Off-label use of rFVIIa appears to be associated with an increased risk of thromboembolic complications, although this has not been clearly demonstrated. Additionally, dosage seems to influence complication rates, being more frequent at higher doses. Advanced age and the coagulopathic state/type of bleeding are independent risk factors for thromboembolic events. The bleeding cause also seems relevant, with higher event rates observed in cases of severe traumatic brain injury and cerebral hemorrhage. Notably, in many studies analyzing this issue, patients who developed thromboembolic complications also received other blood products besides rFVIIa, which may increase thrombotic risk. Current studies suggest that rFVIIa use increases arterial thromboembolic event risk more than venous events. 

In recent years, bedside coagulation monitors, such as ROTEM or TEG, have become more widespread, offering qualitative coagulation assessments as an advantage over conventional tests. This is particularly useful in scenarios where patients may have received prior antiplatelet or anticoagulant therapy. Their use has demonstrated reduced transfusion requirements and should be progressively integrated into local perioperative bleeding management protocols. 

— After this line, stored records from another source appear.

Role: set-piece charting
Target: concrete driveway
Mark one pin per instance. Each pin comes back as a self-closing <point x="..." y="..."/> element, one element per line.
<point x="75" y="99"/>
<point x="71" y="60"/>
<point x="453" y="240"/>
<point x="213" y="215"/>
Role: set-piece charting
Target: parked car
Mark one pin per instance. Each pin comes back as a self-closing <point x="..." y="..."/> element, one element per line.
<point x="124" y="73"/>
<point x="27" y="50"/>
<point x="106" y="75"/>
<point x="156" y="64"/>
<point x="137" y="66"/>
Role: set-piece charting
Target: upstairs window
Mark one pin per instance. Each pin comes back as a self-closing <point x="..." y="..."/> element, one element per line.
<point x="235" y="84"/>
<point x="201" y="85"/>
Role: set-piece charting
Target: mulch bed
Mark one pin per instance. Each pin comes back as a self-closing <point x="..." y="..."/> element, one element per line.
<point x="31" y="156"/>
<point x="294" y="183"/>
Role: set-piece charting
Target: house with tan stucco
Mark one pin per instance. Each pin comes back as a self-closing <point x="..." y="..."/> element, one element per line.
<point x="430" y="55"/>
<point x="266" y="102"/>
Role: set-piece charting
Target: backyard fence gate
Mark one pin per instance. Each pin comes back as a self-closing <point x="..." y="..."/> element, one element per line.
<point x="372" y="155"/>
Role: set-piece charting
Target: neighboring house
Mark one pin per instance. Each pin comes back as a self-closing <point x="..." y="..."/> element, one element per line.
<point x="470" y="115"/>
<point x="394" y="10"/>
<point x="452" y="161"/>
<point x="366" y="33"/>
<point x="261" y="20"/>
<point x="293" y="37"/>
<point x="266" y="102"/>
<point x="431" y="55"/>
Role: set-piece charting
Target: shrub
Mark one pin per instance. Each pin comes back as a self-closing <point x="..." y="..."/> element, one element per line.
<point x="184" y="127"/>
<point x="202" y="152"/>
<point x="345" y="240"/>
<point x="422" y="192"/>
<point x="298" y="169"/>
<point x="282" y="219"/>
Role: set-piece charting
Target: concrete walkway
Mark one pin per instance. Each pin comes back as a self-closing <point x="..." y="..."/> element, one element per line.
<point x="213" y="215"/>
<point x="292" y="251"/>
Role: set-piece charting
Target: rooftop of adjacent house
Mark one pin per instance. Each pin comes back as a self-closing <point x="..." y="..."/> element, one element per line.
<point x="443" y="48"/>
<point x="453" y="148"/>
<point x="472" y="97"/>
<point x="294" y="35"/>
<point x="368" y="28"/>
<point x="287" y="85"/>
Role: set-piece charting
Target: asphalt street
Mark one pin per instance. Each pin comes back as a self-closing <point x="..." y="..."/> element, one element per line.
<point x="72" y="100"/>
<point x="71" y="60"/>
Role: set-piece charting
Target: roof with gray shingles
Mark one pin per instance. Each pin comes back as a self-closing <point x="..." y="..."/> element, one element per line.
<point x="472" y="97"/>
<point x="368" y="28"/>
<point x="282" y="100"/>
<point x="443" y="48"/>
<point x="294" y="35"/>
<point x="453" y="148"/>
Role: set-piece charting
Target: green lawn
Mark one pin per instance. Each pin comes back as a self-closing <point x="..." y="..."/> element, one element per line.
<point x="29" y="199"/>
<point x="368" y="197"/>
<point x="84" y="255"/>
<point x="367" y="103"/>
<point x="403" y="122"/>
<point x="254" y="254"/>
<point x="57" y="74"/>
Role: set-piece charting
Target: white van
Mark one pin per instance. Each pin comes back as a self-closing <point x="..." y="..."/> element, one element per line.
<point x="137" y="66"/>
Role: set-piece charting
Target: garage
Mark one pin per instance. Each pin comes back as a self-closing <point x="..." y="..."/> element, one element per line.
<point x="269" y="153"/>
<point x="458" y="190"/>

Large, randomized controlled studies with larger sample sizes are necessary to expand knowledge on the potential benefits and complications associated with rFVIIa use in this context. Furthermore, research should focus on dosing, timing/administration criteria, and cost-effectiveness. Until such studies are conducted, individualization based on patient characteristics and clinical context is essential to assess the risk-benefit in each situation before administration. Currently, “off-label” doses most commonly used to minimize thromboembolic risk are 20-40 mcg/kg. 

REFERENCE: 

Navarro R, Bojic S, Fatima R, El-Tahan M, El-Diasty M. Recombinant Activated Factor VII (rFVIIa) for Bleeding After Thoracic Aortic Surgery: A Scoping Review of Current Literature. J Cardiothorac Vasc Anesth. 2024 Jan;38(1):275-284.